Overall, I think distributed availability groups are a nice solution for high available database servers, but without more tooling there won’t be broader adoption, and in turn, there won’t be more investment from Microsoft in tooling. So it’s a bit of a catch 22. Hopefully this post helps you understand this feature, where it might be used, and how to troubleshoot it.
to truly use this feature as a DR solution I would have liked to be able to have a Global Traffic Manager in front and access the system using the GTM. The GTM would point to the appropriate AG listener. However, this would not work here because both AG listeners IP addresses would appear as healthy and online.

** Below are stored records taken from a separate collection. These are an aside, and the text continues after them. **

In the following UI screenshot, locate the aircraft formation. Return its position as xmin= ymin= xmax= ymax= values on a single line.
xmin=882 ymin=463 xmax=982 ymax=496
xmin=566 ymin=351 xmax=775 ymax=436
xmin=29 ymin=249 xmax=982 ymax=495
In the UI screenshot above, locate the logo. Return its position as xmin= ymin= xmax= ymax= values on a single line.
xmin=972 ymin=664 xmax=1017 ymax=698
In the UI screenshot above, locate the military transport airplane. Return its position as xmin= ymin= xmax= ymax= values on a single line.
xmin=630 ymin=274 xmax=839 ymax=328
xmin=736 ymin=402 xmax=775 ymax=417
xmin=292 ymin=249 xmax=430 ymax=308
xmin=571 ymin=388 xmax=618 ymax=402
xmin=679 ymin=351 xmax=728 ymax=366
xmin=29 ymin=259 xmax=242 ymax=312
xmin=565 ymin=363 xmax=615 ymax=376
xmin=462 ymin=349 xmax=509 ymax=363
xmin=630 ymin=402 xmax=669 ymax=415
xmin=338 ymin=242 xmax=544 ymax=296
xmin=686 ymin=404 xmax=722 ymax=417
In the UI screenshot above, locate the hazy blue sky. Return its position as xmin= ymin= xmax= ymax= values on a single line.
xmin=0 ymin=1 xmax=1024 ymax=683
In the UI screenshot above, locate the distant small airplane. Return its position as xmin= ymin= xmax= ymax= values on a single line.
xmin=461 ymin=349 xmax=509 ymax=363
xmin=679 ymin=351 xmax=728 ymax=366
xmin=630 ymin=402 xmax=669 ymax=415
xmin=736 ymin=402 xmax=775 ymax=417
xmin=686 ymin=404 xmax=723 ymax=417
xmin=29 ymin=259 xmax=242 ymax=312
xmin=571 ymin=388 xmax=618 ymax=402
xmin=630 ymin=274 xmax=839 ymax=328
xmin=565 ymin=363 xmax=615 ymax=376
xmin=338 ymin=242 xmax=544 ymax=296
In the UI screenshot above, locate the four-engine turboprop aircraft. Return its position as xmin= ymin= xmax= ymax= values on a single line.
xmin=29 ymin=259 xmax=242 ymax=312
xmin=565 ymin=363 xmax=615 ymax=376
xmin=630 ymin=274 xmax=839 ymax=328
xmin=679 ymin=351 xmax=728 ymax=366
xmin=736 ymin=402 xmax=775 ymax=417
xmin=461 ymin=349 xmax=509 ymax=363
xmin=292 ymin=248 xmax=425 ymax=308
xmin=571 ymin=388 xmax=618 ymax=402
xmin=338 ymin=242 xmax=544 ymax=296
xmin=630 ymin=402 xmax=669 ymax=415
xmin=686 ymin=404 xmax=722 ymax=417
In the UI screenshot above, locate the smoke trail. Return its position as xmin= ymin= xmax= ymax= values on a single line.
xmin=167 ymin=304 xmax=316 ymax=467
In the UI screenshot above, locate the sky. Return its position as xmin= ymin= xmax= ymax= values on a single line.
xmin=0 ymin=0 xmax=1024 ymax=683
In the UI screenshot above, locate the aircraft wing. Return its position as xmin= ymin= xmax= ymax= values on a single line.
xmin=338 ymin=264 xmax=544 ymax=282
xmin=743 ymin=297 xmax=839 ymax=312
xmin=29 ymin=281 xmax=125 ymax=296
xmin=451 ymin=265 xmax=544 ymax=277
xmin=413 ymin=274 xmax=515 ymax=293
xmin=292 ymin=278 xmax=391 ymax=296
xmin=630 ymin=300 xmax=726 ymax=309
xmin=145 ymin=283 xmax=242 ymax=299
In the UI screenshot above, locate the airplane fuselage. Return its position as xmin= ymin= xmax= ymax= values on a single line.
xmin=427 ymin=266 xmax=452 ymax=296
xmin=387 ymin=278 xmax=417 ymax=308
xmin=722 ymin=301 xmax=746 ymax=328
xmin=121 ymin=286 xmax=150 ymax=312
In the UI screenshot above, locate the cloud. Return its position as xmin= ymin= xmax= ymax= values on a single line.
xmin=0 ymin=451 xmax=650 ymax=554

My question: how do others implement such a solution? do they require modifying the client connections after a distributed AG failover?
I’ve tried two approaches. The first was to create two listeners for each AG. The first listener in each AG is not used by the Distributed AG and is used by the application to connect to the AG. The second listener in each AG is used by the Distributed AG to sync traffic. Then on failover between regions I updated the name of the first listener, using wsfc manager, in the now secondary region to “lsr1_old” and updated the listener in the now primary region to match that of the application connection string i.e “lsr1”. This worked most of the time but on occasion caused corruption of the cluster and was a nightmare to manage at the AD DNS level.
The second method and the one which is currently in place was too use the standard single listener in each AG. Then create two (A) host records in DNS. Each (A) host record resolved to one of the listeners. Then I created a CName record which aliased to one of the (A) host records. The application connects to the CName record. Then on failover between regions it’s just a case of changing the (A) host record which the CName record aliases to and the application will route to the other side. The downside with this is that you have to wait for the change to be replicated to all DC’s in your environment.
Some other options I considered are to update your application connection strings at fail over time. Or go with the two listener option and drop the first listener in the previous primary region and create the first listener in the now primary region at failover time. Neither solution I liked.